Despite significant investments of time and money, the rebuilding process remains delayed due to FEMA and Santa Cruz County permitting challenges.

Following the fire, the vacant property was subject to vandalism and theft, including the destruction of vehicles and the theft of equipment, further hindering recovery efforts.

== Rebuilding and Recovery ==

Camping Unlimited acquired another camp facility in 2021 — Camp Krem Yosemite, located off Highway 49 between Oakhurst and Mariposa, California. This new site has hosted four summer sessions, accommodating more than 650 campers annually.

Meanwhile, plans for rebuilding Camp Krem Boulder Creek are under review by Santa Cruz County planning authorities. The organization continues to seek community and governmental support to restore its historic home while maintaining its active programs at the Yosemite location.

Camping Unlimited also runs year-round programs, including day trips to zoos, aquariums, athletic events, and cultural attractions, as well as movie nights, bowling, hiking, and online activities.

== Accreditation and Recognition ==

Camp Krem is accredited by the American Camp Association, holds a Platinum Seal of Transparency from GuideStar, and has long been recognized for its inclusive year-round programs serving individuals with a wide range of developmental disabilities.

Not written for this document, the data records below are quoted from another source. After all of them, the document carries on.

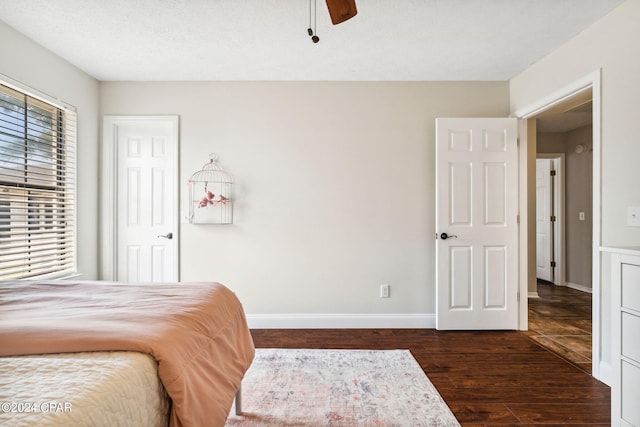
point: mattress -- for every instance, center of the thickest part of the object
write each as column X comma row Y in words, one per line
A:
column 118, row 388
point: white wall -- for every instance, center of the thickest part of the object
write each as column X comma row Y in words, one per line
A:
column 335, row 186
column 24, row 61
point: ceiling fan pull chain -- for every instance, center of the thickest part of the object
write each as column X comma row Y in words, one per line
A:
column 313, row 11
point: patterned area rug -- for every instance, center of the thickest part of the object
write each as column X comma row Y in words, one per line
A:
column 339, row 388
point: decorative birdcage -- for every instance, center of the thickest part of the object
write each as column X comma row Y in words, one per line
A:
column 211, row 195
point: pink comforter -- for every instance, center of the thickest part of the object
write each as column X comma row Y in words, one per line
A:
column 196, row 331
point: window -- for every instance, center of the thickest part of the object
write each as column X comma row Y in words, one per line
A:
column 37, row 187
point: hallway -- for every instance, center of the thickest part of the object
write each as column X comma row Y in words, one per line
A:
column 560, row 320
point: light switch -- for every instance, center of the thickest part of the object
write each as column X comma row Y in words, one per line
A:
column 633, row 216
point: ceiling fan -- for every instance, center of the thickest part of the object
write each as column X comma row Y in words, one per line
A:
column 339, row 11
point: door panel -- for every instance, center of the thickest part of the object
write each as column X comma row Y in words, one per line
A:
column 146, row 168
column 477, row 189
column 544, row 226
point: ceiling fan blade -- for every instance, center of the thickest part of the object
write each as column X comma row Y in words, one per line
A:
column 341, row 10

== Programs and Activities ==

Camp Krem offers a variety of programs and activities designed to foster independence and social engagement, including:
- Summer Camp
- Travel Camp (throughout California and beyond)
- Outdoor Adventure Camp
- Year-Round Respite Programs
- Day Trips and Virtual Camps
- Arts & Crafts, Drama, Dance, Music, Sports, Hiking, Gardening, and Swimming

== Legacy and Leadership ==

Alexander Krem remained involved with Camping Unlimited until his death in 1988. His family continues to be active in the organization: his son Alex Krem Jr. serves on the board of directors, and his granddaughter Christina Krem is the current Camp Director, overseeing day-to-day operations.

The board of directors comprises individuals with decades-long connections to the program.